If you’re one of them, I suggest taking a look deep inside yourself and asking yourself if you’re being fair. Is it right to judge women for expressing their sexuality in much the same way as men have been doing for centuries?
With the advent of the sexual revolution in the 1960s and the subsequent availability of the pill, women were freed from the Madonna stereotype. Previously, men only had sex with “loose women” for fun, and would never marry them. But now, times have changed.
Women have since gone on to become sexually empowered and enjoy “sleeping around” just as much as the average guy. Is there anything wrong with this? Or are we being judgmental and stuck in the past to believe this isn’t how women should behave in the 21st century?
Realizing what’s going on in your head, how you’ve divided women up into two separate categories, and your unreasonable expectations of them, can certainly go a long way toward ending your Madonna-whore complex.
Reading this blog post may offer some momentary enlightenment and/or relief. However, as with retroactive jealousy ocd, it’s virtually impossible to stop a Madonna-whore complex simply by thinking about it.
The best approach to take is action.
When it comes to a Madonna-whore complex, it’s important to not lose sight of the fact that the girl you’ve married or intend to marry can be both a faithful homebody and a sexually adventurous being.
Embrace this fact by embracing sex and making sure your love life doesn’t grow stale. Use the opportunity to realize that a healthy sex life can coexist with a settled, loving relationship.
The last thing you want is to start craving the “whore” while remaining with the “Madonna” and end up having an affair.
I detail in my course “Overcoming Retroactive Jealousy 101” and book “The Ultimate Retroactive Jealousy Cure: How To Stop Being Jealous Of Your Partner’s Past in 12 Steps” just what actions you should be taking every single day to rid yourself of retroactive jealousy and a Madonna-whore complex.

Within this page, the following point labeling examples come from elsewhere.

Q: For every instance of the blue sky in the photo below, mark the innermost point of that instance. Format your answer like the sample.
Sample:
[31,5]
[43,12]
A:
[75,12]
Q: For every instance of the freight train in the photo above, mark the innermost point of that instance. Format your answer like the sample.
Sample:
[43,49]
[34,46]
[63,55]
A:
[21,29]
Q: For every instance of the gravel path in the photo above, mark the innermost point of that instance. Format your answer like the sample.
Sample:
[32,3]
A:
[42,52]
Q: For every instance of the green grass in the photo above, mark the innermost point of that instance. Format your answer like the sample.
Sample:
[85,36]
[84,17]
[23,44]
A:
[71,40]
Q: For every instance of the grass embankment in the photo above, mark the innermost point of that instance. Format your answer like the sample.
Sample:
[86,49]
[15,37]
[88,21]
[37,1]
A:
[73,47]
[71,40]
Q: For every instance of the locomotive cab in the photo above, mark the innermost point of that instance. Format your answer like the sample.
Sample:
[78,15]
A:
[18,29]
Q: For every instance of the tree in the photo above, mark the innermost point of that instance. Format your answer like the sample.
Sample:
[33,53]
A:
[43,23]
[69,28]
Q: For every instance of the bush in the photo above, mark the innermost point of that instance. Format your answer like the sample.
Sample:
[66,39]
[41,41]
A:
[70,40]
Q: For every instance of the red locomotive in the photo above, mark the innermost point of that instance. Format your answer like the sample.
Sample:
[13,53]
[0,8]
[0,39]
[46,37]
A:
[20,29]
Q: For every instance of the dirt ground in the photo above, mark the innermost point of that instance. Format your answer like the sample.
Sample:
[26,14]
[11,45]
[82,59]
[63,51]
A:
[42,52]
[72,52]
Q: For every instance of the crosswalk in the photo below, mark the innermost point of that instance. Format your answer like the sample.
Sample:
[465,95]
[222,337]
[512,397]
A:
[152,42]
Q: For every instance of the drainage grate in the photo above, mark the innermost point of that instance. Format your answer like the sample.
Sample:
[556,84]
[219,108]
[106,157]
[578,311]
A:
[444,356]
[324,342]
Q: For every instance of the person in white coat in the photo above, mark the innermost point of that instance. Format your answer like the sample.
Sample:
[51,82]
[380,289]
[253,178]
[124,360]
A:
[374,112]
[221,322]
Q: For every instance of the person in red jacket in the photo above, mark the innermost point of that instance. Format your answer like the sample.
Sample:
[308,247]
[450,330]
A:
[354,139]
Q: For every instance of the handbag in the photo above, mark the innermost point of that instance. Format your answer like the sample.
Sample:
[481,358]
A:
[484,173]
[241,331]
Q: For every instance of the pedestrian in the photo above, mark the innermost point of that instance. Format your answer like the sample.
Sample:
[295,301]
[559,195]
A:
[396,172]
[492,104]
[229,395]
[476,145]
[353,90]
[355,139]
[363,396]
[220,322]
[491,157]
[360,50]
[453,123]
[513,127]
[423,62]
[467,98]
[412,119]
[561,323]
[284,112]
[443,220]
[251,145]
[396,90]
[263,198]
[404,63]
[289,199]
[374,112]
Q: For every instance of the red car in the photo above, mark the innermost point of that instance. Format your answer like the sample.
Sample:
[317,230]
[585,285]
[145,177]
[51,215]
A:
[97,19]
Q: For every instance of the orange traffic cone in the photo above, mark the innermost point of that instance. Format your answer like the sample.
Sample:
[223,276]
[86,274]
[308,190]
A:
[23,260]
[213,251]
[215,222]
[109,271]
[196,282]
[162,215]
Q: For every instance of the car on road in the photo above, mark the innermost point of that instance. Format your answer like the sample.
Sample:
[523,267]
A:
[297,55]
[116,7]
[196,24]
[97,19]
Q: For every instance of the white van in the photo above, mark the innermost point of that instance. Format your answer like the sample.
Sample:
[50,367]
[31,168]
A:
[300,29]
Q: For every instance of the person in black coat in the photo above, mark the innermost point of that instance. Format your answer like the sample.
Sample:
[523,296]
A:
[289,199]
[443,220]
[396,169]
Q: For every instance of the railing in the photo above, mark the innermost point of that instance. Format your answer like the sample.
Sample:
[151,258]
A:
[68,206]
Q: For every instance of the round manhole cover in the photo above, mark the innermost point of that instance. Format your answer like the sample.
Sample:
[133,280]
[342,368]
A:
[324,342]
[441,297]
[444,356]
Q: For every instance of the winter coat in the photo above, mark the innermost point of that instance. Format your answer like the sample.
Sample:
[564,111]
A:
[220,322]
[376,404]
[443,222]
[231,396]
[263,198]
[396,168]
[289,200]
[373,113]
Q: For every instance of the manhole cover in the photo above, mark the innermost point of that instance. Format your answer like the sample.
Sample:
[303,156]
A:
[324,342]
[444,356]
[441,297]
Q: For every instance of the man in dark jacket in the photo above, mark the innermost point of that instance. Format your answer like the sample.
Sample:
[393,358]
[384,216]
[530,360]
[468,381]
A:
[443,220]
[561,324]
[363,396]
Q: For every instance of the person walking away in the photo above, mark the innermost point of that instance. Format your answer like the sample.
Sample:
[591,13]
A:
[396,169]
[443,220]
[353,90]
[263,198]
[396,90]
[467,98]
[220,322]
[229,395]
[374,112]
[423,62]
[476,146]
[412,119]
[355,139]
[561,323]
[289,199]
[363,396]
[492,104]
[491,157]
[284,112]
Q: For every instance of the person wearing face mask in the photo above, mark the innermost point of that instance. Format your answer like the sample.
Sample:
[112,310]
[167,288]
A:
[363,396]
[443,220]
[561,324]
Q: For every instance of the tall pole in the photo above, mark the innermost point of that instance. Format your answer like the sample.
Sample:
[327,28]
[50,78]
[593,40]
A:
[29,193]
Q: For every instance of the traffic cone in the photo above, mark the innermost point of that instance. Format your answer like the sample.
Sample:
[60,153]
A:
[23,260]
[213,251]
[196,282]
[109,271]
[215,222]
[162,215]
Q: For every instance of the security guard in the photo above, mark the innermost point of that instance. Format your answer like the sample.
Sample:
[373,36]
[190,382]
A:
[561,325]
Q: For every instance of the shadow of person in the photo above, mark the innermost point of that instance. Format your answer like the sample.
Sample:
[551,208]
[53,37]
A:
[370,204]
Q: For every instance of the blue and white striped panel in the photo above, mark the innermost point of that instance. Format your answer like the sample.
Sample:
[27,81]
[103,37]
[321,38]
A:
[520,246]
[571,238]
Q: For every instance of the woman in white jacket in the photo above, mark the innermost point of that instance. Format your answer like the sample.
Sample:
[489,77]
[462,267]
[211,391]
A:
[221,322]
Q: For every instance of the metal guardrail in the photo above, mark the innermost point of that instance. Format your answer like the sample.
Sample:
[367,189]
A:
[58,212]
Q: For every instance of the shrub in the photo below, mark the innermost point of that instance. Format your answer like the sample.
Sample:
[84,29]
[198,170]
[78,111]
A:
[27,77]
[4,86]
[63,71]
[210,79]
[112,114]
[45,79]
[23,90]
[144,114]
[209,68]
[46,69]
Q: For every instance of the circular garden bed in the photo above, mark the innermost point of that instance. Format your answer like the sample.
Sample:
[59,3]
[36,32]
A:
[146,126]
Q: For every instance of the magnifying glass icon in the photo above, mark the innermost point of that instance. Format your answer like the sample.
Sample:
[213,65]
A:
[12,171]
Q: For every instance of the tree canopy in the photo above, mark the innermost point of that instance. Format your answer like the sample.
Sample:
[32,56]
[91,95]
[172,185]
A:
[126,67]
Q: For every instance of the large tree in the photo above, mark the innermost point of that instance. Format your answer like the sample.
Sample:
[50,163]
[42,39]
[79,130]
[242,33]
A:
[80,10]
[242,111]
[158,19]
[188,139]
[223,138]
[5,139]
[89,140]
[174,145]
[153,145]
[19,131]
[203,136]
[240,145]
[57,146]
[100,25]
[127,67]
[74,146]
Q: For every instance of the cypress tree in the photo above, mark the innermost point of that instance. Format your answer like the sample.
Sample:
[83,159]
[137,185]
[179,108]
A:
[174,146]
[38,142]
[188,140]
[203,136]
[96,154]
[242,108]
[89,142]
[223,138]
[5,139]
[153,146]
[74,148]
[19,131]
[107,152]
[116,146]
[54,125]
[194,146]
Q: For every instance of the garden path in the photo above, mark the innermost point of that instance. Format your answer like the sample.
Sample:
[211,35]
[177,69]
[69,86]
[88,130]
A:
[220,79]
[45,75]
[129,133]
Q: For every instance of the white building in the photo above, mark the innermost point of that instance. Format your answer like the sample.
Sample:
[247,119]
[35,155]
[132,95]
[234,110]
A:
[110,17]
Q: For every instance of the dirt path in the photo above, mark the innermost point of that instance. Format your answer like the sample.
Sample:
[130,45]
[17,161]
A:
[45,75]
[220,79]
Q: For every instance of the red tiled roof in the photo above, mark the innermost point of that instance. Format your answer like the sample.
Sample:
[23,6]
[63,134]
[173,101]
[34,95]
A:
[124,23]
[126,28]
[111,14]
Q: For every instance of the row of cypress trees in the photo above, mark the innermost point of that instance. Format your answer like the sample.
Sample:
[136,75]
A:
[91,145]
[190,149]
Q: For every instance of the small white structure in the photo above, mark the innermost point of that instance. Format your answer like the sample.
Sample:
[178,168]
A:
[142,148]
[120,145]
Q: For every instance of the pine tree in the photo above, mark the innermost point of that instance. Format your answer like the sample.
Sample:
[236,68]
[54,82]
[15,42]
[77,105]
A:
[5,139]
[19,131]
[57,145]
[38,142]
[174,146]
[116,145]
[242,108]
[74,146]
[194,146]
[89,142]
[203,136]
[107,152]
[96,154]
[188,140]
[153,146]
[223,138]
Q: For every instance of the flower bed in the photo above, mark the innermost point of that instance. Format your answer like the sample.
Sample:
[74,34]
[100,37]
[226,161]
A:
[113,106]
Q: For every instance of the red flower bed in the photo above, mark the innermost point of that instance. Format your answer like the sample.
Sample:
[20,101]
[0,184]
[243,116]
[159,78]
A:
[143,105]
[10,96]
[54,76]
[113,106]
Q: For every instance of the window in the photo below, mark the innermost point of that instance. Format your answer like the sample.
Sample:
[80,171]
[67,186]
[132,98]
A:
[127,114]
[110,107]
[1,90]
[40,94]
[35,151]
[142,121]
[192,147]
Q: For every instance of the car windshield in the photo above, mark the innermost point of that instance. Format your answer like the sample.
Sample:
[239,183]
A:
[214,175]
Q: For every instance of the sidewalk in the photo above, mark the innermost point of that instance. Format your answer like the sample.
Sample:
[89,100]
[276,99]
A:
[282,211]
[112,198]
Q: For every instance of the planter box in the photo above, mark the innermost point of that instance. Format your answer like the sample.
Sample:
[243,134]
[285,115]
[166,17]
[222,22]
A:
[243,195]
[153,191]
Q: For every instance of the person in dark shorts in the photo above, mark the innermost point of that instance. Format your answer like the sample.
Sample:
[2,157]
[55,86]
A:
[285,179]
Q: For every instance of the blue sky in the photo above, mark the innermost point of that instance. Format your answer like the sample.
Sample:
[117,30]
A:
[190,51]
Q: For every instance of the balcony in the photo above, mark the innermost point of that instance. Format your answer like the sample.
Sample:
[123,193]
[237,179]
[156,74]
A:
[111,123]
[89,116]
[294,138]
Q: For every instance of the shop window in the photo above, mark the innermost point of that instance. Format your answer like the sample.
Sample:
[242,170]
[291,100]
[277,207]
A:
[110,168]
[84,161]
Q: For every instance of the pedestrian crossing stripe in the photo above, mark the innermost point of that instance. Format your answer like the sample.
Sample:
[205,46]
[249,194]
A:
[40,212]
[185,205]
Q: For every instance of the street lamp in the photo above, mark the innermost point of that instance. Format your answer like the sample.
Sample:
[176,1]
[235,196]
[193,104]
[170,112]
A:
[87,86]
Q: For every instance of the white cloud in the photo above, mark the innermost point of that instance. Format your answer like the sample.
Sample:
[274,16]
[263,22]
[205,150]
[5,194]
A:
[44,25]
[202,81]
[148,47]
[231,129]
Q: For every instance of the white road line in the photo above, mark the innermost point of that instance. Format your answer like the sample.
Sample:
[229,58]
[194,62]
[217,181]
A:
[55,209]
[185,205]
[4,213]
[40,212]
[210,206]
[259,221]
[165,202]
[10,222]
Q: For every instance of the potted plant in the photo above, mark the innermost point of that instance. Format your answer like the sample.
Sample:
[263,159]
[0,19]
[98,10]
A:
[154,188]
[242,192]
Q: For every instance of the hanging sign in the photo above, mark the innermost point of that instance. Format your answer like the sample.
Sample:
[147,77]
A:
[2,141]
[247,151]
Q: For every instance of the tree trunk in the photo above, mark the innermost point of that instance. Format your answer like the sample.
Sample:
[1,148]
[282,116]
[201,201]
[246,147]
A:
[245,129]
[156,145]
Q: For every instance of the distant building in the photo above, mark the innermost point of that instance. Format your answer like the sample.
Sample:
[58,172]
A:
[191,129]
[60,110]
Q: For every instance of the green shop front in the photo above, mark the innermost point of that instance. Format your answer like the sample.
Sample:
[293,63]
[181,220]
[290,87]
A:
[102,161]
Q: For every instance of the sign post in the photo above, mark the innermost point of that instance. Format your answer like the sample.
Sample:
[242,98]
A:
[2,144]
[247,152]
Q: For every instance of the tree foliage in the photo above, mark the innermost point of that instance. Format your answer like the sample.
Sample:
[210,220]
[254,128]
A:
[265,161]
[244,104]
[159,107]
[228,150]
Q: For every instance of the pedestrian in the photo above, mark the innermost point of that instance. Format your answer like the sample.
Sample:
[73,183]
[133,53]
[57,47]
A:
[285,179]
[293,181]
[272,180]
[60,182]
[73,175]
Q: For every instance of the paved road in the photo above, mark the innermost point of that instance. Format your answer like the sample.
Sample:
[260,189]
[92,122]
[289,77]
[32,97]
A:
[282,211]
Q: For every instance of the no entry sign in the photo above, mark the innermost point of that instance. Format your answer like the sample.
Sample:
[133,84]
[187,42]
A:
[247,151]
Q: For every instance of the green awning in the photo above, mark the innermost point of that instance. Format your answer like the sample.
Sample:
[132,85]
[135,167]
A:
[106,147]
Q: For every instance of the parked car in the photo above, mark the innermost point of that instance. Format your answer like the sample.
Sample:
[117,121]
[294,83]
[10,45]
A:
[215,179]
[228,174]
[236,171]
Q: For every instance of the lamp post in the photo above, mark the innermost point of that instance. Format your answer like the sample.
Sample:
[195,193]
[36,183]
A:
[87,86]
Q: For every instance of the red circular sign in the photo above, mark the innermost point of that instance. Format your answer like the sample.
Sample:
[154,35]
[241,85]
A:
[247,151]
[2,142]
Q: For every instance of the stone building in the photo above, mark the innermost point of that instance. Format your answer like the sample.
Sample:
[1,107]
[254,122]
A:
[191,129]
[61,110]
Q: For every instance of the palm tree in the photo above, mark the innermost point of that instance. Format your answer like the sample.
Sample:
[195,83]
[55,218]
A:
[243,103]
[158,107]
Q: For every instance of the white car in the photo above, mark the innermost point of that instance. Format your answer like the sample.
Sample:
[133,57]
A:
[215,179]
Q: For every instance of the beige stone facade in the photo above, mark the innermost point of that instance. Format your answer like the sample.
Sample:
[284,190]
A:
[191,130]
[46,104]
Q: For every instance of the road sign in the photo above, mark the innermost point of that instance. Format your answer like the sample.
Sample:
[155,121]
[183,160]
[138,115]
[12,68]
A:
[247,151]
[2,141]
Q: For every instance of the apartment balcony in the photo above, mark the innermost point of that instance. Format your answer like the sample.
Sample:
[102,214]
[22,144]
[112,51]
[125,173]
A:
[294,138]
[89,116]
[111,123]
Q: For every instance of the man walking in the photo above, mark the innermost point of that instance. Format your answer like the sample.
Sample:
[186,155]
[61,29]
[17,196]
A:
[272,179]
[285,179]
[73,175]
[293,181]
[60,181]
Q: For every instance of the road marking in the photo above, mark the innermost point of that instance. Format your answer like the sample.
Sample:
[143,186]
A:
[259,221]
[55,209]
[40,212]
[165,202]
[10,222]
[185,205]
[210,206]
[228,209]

Both products are full of practical, hands-on exercises that will help you reshape the way you think about female sexuality and, more importantly, yourself.
This is really interesting angle, hadn’t thought about this. Thank you Jeff.
Thank you for this insightful perspective. I have definitely fallen victim to this mentality & retroactive jealousy has been a problem with me in all my relationships. I’m not sure why or what the root is but I am seeking therapy to hopefully receive guidance from a professional to help me uncover these subconscious thoughts and feelings I have. My last girlfriend was a prostitute before we met and still struggled with falling back into that lifestyle while we were dating. My jealousy made me check her phone and accounts and I found out she had been selling porn of herself to random men online. This drastically and sadly changed the way I viewed her and her body. Even if she was honest to me about doing this for money, I don’t know if I would have been able to accept it.